01. Sept 2021 · Lesedauer 2 min

Alle würden sich dafür einsetzen, die Menschen von der Impfung zu überzeugen "und dann kommt die FPÖ", sagt Stefan Kaineder, der Spitzenkandidat der Grünen bei den Landtagswahlen in Oberösterreich, im PULS 24 Interview.
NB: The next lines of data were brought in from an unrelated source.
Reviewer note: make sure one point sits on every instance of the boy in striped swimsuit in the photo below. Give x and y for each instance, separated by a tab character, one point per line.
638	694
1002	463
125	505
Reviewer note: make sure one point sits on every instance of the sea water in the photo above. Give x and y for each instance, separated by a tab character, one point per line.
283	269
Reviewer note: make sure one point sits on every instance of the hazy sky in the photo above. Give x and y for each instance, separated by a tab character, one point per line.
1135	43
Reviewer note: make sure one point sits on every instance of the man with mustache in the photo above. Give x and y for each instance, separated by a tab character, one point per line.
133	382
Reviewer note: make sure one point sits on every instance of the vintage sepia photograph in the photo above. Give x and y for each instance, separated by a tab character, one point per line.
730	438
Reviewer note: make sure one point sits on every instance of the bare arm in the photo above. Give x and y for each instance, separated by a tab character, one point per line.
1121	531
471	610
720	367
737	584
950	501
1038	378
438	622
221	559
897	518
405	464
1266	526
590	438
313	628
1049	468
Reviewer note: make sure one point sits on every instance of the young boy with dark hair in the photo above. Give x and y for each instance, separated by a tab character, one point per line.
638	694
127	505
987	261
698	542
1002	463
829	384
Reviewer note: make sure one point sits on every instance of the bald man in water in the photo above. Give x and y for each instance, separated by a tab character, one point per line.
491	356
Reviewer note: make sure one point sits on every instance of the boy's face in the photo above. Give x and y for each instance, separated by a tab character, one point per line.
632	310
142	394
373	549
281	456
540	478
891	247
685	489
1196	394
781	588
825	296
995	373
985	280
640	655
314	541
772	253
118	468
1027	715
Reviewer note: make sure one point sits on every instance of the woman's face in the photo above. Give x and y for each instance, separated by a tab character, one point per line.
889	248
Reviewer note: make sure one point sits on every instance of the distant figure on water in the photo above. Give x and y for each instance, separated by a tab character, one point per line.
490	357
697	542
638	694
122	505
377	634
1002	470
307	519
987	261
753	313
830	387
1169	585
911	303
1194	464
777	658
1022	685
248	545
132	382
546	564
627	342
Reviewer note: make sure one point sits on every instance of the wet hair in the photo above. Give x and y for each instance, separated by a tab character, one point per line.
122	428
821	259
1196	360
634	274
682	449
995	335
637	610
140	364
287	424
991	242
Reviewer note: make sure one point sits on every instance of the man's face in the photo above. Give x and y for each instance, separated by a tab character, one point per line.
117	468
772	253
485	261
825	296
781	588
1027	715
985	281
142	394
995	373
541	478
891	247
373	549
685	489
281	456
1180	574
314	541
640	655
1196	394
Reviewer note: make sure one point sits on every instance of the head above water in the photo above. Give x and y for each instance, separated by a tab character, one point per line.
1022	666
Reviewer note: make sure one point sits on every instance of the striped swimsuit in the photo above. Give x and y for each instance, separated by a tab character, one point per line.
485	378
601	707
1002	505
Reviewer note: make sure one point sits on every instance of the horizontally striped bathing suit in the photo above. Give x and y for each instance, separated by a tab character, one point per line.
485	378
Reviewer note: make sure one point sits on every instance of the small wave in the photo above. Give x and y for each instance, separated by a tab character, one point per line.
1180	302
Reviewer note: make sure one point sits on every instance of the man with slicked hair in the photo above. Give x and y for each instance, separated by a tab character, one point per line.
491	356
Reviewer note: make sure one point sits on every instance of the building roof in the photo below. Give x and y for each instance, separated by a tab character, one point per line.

"Wir haben eine Lösung und das ist die Impfung", sagt Stefan Kaineder. Doch Oberösterreich ist derzeit das Bundesland mit der niedrigsten Impfrate. Nur 53,7 Prozent der Menschen sind hier vollimmunisiert. Im Burgenland etwa sind 66,3 Prozent vollständig geimpft, in Niederösterreich 61,2 Prozent. 

Kaineder glaubt dennoch, dass das Problem in Oberösterreich nicht größer sei als in anderen Bundesländern. Dennoch störe ihn, dass "es in Oberösterreich in der Regierung Politiker gibt, die das Problem klein reden". Vom Bürgermeister bis zum Bundespräsidenten würden sich derzeit alle Politiker bemühen, die Menschen von der Impfung zu überzeugen, doch die FPÖ untergrabe die Bemühungen. 

"In Oberösterreich sind die Blauen immer noch in der Koalition und das muss sich ändern", sagt Kaineder und wirft der FPÖ und namentlich Herbert Kickl vor, schuld an den niedrigen Impfraten zu sein. 

Kritik an Schallenberg

Auch deshalb wolle er in Oberösterreich in die Koalition, auch um sich für mehr Klimapolitik einzusetzen. Österreichs Afghanistan-Politik betreffend kritisiert der Spitzenkandidat der Grünen vor allem Außenminister Alexander Schallenberg. Dieser solle auf "diplomatisches Geschick" setzen, anstatt vor der Kamera Schlagzeilen zu produzieren.